Sara Cunningham, of Oklahoma City, Okla., posted a message in July offering to play the role of stand-in mom at any same-sex weddings.
“Call me. I’m there. I’ll be your biggest fan,” she wrote.
The post quickly racked up thousands of shares and hundreds of emails to Cunningham – far more than she ever expected to receive.
“I’ve just been thrilled with the outcome,” she told CTV’s Your Morning on Wednesday.
Advocating for people in the LGBTQ community in Oklahoma is nothing new for Cunningham. She describes herself as an “accidental activist” who became involved in LGBTQ causes after her son, who was raised in a conservative church in a conservative state, began to identify as gay.
Cunningham started being asked if she would officiate same-sex weddings, and became ordained so she could do so.
The more same-sex couples she met, she says, the more she learned about couples whose families do not accept their relationships and refuse to attend their weddings. Those conversations led to her offer on Facebook.
“After hearing story after story after story, I just posted it out of frustration,” she said.
Cunningham says she is willing to travel “within a reasonable distance” to fill in for absent parents at same-sex weddings. People outside Oklahoma have also been in touch, offering to fill the same roles in other parts of the U.S.
She shares some of the responses she has received on her Facebook page, with the permission of the people who sent them.
“I wish I had a mother like you. I’m sure you hear that a lot,” one person wrote. “All I wanted my entire life was to make my mother proud. According to her, I’m going to Hell, ruining her health, ruining my life and making the worst decision to marry the one I love.”

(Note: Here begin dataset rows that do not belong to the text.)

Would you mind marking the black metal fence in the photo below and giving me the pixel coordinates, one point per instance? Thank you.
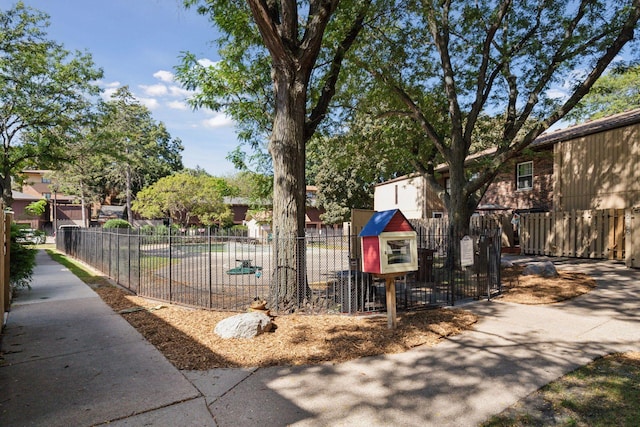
(227, 271)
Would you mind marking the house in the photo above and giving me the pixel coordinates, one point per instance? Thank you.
(62, 209)
(593, 165)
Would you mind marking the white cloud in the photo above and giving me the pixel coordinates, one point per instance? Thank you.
(107, 93)
(178, 105)
(154, 90)
(164, 76)
(207, 62)
(218, 121)
(178, 92)
(150, 103)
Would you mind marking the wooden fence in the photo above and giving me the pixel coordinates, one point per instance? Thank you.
(597, 234)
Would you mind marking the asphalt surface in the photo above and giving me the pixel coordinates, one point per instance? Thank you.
(69, 360)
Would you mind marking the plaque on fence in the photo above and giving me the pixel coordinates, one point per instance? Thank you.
(466, 251)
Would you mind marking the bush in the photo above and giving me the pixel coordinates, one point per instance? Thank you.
(23, 261)
(116, 223)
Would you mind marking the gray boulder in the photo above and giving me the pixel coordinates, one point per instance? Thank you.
(245, 325)
(544, 269)
(506, 263)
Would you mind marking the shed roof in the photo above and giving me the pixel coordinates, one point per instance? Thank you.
(381, 222)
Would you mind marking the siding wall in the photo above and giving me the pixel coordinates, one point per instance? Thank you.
(403, 194)
(414, 198)
(599, 171)
(502, 190)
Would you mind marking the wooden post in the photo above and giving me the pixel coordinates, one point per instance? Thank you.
(390, 282)
(390, 287)
(8, 218)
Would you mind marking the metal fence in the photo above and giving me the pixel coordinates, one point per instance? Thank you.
(227, 271)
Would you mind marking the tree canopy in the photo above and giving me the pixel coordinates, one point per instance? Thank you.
(45, 94)
(280, 65)
(491, 62)
(141, 149)
(615, 92)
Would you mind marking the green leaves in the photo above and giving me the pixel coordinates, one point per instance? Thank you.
(44, 93)
(185, 197)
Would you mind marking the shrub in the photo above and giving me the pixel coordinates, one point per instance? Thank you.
(23, 261)
(116, 223)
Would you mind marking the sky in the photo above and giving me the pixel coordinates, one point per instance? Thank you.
(138, 43)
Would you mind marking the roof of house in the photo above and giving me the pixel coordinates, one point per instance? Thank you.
(549, 138)
(17, 195)
(112, 210)
(589, 128)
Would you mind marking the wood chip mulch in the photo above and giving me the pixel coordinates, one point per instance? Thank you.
(185, 336)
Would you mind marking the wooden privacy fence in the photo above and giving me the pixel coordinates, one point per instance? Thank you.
(597, 234)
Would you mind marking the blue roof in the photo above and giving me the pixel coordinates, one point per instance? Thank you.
(378, 223)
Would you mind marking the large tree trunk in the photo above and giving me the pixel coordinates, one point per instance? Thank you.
(287, 149)
(461, 206)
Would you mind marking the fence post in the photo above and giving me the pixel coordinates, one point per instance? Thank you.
(6, 265)
(170, 266)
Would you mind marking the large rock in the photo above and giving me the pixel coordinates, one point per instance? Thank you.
(544, 269)
(245, 325)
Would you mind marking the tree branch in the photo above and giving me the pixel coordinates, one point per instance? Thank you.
(329, 88)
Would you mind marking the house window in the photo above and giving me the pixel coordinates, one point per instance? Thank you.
(525, 176)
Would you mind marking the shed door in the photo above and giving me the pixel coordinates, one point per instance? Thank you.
(632, 237)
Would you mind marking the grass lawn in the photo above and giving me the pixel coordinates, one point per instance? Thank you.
(604, 393)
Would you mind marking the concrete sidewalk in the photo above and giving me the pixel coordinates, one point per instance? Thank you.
(69, 360)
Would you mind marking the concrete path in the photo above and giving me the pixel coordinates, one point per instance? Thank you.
(71, 361)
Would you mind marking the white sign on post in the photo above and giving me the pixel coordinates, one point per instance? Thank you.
(466, 251)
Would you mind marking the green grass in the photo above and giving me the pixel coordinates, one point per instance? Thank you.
(91, 279)
(605, 392)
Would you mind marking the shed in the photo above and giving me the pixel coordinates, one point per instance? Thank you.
(389, 244)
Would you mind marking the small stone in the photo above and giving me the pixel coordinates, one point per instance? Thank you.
(544, 269)
(506, 263)
(245, 325)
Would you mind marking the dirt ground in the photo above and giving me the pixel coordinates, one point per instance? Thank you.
(185, 336)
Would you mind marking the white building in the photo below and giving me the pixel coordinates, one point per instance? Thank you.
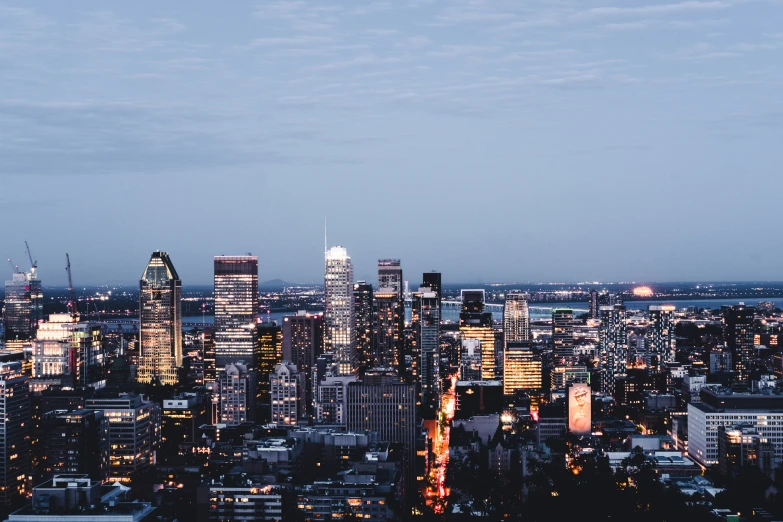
(339, 332)
(286, 390)
(762, 412)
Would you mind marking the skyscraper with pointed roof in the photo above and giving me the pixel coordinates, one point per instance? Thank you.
(160, 321)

Cunningham is also the founder of Free Mom Hugs, a non-profit organization she started in 2015 after attending her local Pride festival while wearing a button bearing that phrase.
“Everyone that made eye contact with me, I would say ‘Can I offer you a free mom hug?’” she said. “I went home that day covered from head to toe with glitter.”
Whether doliing out hugs or playing substitute mom at a wedding, Cunningham says her goal is to help people in the LGBTQ community understand that they are not alone.